Textures interested the group on their walks and the images above by Ben Heather shows what riches can be found. A photographer whose day job involves photographing gardens and plants, which are often used in very glossy magazines and on TV, Ben’s study in the first picture here is of the rich textures in an old building’s wall. His picture shows us some of its history, not only in the original wattle and daub but in the adaptation and repairs made over the years to this building, plus of course, the graffiti layered on top. Not a person in sight but clearly the work of several people on show. In the second shot, the corrosion of water makes an interesting pattern on a surface and the colours of decay blend perfectly. ‘Doing street photography makes you realise that there are images to be made everywhere and compels us to look for details that you would normally walk past’, he explains.

(Image: Matt Biggin)

Colours and texture are also perfectly illustrated in Matt Biggins’ picture of the decaying boat above. Before we were distracted with the coronavirus epidemic, our concerns increasingly contemplated what we are doing to nature. We’ll come back to it of course. It’s interesting sometimes however to look at it another other way, at least photographically speaking, and see what nature can do for itself. Nature, especially where water is concerned, will often win out over time. Despite several millennia of so-called progress, we humans have yet to counter the destructive effect of saltwater on the things we make.

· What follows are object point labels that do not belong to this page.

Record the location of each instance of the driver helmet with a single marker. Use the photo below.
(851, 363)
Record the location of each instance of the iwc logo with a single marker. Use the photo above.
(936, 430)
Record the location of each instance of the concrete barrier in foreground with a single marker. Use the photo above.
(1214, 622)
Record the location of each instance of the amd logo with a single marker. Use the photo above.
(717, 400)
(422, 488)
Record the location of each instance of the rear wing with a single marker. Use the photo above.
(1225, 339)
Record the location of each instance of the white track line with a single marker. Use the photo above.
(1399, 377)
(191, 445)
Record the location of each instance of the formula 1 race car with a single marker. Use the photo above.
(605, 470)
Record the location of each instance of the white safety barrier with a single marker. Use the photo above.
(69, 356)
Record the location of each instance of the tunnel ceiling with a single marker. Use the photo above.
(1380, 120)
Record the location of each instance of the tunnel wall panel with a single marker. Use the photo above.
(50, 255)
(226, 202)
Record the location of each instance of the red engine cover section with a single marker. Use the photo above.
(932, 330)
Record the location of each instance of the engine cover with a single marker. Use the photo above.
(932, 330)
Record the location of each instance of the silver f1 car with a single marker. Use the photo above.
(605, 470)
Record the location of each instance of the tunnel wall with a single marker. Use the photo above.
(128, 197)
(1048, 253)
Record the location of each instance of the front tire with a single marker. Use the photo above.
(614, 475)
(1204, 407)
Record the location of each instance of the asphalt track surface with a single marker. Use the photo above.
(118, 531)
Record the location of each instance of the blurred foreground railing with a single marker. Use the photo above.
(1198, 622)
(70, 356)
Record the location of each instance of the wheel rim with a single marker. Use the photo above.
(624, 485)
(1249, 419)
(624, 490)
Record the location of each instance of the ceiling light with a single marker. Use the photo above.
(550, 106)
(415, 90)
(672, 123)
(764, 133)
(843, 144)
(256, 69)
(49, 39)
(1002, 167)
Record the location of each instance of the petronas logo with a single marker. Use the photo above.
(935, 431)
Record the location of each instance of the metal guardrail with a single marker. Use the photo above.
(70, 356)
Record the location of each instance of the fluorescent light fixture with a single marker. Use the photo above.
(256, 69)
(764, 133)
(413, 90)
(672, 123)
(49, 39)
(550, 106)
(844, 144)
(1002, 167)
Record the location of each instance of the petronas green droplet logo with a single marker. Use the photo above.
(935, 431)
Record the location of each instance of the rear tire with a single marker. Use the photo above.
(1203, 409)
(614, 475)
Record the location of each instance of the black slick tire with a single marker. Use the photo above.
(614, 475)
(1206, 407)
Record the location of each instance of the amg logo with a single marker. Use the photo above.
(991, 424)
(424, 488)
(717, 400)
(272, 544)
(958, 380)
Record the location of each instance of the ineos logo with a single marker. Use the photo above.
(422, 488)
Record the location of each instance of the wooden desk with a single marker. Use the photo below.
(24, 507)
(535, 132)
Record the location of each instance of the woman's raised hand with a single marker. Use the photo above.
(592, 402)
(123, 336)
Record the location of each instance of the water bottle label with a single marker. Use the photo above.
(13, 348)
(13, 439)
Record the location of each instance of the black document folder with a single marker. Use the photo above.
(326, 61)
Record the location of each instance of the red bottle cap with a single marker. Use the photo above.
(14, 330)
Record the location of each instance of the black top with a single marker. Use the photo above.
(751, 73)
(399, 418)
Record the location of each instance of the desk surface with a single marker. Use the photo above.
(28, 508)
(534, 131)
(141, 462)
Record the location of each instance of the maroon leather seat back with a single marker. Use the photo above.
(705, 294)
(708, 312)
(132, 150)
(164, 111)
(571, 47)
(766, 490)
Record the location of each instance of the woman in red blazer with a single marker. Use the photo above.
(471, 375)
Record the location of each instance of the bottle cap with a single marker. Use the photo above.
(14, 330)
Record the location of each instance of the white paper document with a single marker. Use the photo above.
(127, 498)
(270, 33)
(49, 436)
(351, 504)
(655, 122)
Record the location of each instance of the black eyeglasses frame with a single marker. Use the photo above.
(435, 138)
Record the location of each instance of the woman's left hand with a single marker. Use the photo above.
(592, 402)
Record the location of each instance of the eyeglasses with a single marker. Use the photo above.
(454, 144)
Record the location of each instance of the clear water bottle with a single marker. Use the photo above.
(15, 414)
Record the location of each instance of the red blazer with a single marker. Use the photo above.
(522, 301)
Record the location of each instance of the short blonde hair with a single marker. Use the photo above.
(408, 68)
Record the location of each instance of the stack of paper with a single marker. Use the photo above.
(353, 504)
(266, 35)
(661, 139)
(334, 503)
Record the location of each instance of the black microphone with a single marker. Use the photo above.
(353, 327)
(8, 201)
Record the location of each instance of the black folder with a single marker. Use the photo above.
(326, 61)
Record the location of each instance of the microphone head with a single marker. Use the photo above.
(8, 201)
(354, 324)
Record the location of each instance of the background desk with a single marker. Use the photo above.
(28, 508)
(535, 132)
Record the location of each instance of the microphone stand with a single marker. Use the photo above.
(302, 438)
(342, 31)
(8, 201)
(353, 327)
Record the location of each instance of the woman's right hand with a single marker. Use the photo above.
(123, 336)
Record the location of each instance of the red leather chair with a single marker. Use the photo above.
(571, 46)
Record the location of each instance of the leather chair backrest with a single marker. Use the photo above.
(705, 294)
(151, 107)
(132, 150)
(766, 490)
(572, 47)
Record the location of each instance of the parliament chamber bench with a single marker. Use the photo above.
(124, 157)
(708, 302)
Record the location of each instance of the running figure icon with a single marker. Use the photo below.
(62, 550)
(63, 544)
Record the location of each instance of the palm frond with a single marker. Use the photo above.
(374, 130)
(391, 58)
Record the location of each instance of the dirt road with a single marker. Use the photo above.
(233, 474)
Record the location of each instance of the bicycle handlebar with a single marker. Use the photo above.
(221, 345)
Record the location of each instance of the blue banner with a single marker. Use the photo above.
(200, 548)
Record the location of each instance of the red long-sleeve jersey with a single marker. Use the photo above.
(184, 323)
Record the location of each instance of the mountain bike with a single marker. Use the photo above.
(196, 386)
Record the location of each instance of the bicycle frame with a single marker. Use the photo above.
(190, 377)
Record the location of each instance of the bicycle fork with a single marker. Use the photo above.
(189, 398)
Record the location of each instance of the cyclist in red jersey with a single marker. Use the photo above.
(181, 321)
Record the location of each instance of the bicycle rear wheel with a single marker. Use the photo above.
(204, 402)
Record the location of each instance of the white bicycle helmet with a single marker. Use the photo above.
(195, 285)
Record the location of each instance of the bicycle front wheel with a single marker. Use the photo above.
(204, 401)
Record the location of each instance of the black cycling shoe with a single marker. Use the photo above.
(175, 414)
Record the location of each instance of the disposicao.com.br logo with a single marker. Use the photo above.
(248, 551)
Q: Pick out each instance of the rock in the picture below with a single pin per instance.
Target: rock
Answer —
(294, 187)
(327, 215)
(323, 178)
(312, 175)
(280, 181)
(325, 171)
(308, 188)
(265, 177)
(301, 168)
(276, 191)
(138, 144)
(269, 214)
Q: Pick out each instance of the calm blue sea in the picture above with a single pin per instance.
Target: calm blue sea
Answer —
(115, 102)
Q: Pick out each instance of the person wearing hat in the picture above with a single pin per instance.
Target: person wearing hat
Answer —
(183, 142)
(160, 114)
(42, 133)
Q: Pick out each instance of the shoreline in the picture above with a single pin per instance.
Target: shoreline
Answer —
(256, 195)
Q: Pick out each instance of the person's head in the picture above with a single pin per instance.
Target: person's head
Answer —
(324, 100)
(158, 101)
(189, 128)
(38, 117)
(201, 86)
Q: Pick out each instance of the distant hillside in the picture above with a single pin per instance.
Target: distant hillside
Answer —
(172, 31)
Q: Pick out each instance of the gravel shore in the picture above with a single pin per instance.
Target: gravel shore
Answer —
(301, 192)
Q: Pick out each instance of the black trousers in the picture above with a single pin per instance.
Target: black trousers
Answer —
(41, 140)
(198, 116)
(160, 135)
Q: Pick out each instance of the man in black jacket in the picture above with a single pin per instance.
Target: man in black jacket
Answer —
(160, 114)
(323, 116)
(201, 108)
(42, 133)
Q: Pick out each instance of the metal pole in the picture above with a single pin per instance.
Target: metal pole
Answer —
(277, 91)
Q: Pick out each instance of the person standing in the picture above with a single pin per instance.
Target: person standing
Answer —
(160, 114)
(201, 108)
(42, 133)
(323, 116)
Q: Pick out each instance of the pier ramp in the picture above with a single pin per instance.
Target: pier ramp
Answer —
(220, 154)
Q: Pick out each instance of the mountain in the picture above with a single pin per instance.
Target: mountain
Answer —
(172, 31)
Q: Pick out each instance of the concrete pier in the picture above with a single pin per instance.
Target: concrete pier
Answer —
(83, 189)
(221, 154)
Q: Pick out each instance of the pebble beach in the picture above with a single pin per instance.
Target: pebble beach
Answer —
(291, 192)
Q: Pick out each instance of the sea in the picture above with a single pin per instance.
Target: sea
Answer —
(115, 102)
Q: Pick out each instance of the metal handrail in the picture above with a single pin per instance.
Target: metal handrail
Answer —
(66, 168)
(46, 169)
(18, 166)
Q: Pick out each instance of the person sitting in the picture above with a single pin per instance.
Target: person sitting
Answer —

Looking through Sunday Traders’ work again to write this article, I constantly found new things. Picking out just a few of the group’s pictures for a deeper look brought me new connections. That to me is the value of a good picture over time. The group’s documentation of the here and now was not their deliberate intent at the outset. It just happened to turn out that way. Sunday Traders was started as something to do for people interested in photography over a Jane’s Walk weekend and who wanted to get out and share the experience of seeing. But, frame by frame, their work is building into a record and feels like its value will endure. Of course, it would be pretentious and arrogant to think it was a record of all of it, or even most of it. It is neither. Always, there is so much more to see and as we know so acutely now, change comes towards us whether we are looking out for it or not.